Dengan 160 caps untuk negaranya, Modric adalah tokoh utama tim Kroasia ini, tetapi perjalanan mereka di Qatar bukan hanya tarian terakhir untuk generasi yang menua. Ada pemain lain dari perjalanan ke final di Rusia 2018 termasuk Dejan Lovren dan Ivan Perisic, keduanya berusia 33 tahun, tetapi pelatih Zlatko Dalic juga berusaha memasukkan beberapa pemain muda ke dalam skuatnya.

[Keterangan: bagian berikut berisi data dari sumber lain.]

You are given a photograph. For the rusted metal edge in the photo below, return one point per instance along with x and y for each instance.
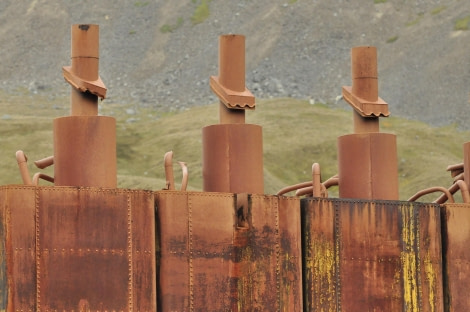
(366, 108)
(95, 87)
(232, 99)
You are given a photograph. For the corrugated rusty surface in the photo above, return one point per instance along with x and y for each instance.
(456, 237)
(208, 263)
(84, 247)
(371, 256)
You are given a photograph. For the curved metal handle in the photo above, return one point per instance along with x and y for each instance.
(43, 176)
(22, 161)
(170, 179)
(447, 194)
(45, 162)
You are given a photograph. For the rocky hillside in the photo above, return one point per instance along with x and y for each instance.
(160, 54)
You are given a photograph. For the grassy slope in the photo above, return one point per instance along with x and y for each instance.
(295, 135)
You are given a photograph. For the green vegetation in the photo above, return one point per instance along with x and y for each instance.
(171, 28)
(438, 10)
(295, 134)
(392, 39)
(462, 23)
(415, 21)
(201, 13)
(141, 4)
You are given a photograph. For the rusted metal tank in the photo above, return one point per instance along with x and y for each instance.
(77, 249)
(85, 245)
(362, 255)
(228, 252)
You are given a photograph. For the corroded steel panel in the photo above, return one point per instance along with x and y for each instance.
(456, 235)
(18, 223)
(210, 261)
(80, 248)
(371, 256)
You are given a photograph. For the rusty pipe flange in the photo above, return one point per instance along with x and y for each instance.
(83, 75)
(229, 86)
(363, 94)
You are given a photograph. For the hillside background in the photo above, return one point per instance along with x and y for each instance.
(156, 58)
(160, 54)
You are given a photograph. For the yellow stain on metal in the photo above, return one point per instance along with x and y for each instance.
(323, 268)
(431, 281)
(408, 259)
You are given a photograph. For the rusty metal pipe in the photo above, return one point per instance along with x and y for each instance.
(452, 190)
(294, 187)
(232, 150)
(333, 181)
(170, 180)
(45, 162)
(85, 65)
(365, 85)
(232, 74)
(430, 190)
(22, 161)
(84, 143)
(316, 180)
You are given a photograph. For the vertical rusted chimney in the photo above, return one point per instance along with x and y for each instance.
(232, 150)
(367, 159)
(85, 143)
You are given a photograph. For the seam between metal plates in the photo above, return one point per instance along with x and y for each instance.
(129, 253)
(38, 255)
(337, 238)
(190, 254)
(278, 253)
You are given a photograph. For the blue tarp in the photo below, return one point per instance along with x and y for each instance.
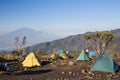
(92, 53)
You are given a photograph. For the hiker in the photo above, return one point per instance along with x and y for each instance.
(5, 66)
(87, 52)
(68, 54)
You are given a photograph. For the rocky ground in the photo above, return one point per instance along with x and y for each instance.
(59, 70)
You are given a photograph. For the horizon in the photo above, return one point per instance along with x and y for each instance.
(60, 17)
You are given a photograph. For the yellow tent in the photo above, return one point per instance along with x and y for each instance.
(63, 56)
(31, 60)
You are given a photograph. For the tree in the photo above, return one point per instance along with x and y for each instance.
(20, 46)
(99, 40)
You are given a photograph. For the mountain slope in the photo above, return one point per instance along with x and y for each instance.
(75, 44)
(33, 37)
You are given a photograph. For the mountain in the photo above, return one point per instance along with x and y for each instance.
(33, 37)
(75, 44)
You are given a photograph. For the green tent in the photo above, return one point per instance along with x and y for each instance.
(83, 56)
(104, 63)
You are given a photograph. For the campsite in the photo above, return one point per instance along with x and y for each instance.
(78, 67)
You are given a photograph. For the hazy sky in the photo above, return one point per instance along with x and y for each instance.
(61, 17)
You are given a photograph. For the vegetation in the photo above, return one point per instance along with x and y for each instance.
(99, 40)
(20, 46)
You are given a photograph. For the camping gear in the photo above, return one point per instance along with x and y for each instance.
(104, 63)
(83, 56)
(60, 51)
(92, 53)
(31, 60)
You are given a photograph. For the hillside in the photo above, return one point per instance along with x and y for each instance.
(33, 37)
(75, 44)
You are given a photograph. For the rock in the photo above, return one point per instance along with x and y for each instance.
(63, 72)
(77, 73)
(89, 72)
(73, 74)
(71, 63)
(83, 71)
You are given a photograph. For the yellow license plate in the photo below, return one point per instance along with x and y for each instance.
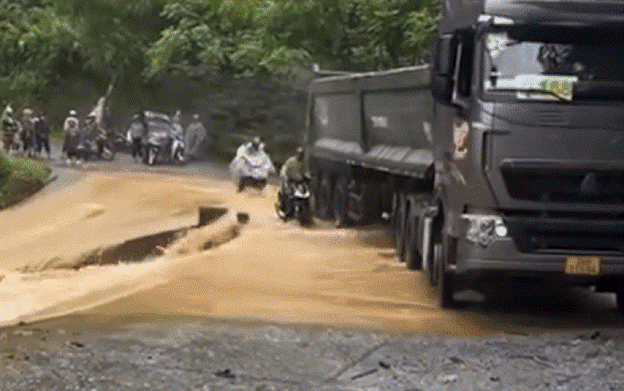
(582, 265)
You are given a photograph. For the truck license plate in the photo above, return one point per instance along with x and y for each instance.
(582, 265)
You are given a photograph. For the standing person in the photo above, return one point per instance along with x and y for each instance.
(42, 134)
(252, 165)
(136, 133)
(293, 170)
(11, 129)
(71, 131)
(195, 136)
(28, 132)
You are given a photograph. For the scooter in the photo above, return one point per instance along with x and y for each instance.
(163, 148)
(99, 148)
(296, 203)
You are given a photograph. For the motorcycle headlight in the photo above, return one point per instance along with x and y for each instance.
(483, 229)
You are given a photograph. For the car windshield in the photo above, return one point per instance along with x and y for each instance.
(159, 128)
(558, 64)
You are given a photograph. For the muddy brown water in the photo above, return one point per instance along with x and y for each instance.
(269, 271)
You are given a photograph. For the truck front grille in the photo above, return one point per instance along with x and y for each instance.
(559, 185)
(583, 233)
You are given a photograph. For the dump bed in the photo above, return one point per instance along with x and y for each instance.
(377, 120)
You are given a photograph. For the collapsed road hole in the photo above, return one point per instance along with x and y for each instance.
(242, 218)
(147, 247)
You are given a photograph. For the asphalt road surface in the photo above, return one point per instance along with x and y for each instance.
(274, 307)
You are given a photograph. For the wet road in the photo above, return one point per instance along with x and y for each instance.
(349, 277)
(230, 316)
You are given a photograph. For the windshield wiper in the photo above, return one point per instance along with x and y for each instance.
(531, 91)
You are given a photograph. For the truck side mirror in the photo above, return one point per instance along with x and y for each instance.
(443, 68)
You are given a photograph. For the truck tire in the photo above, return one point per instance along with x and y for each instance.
(339, 203)
(400, 232)
(446, 280)
(322, 201)
(619, 296)
(394, 221)
(413, 258)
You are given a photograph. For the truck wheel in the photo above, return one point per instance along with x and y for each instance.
(401, 232)
(151, 156)
(394, 222)
(447, 284)
(412, 255)
(619, 296)
(322, 202)
(341, 217)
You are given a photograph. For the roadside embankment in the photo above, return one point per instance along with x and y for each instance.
(20, 178)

Ivan Rakitic dan Mario Mandzukic, pemain kunci empat tahun lalu, telah diganti dengan pemain seperti Josko Gvardiol yang berusia 20 tahun, salah satu bek muda yang menonjol di turnamen. Bek tengah RB Leipzig tampil mengesankan melawan Brasil dan Kroasia akan membutuhkannya untuk bersinar lagi saat mereka bermain di semifinal melawan Argentina.
Argentina akan memulai sebagai favorit, seperti yang dilakukan Brasil di putaran terakhir, tetapi berbicara pada konferensi pers pada hari Minggu, bek kanan Josip Juranovic mengatakan bahwa Kroasia “tidak perlu takut.” Itu adalah sikap yang membuat mereka sangat berbahaya di Rusia 2018 dan akan menjadi perhatian Messi dan kawan-kawan.
Jika tidak ada yang lain, itu akan menjadi pertempuran yang tidak pernah mudah melawan bangsa pejuang.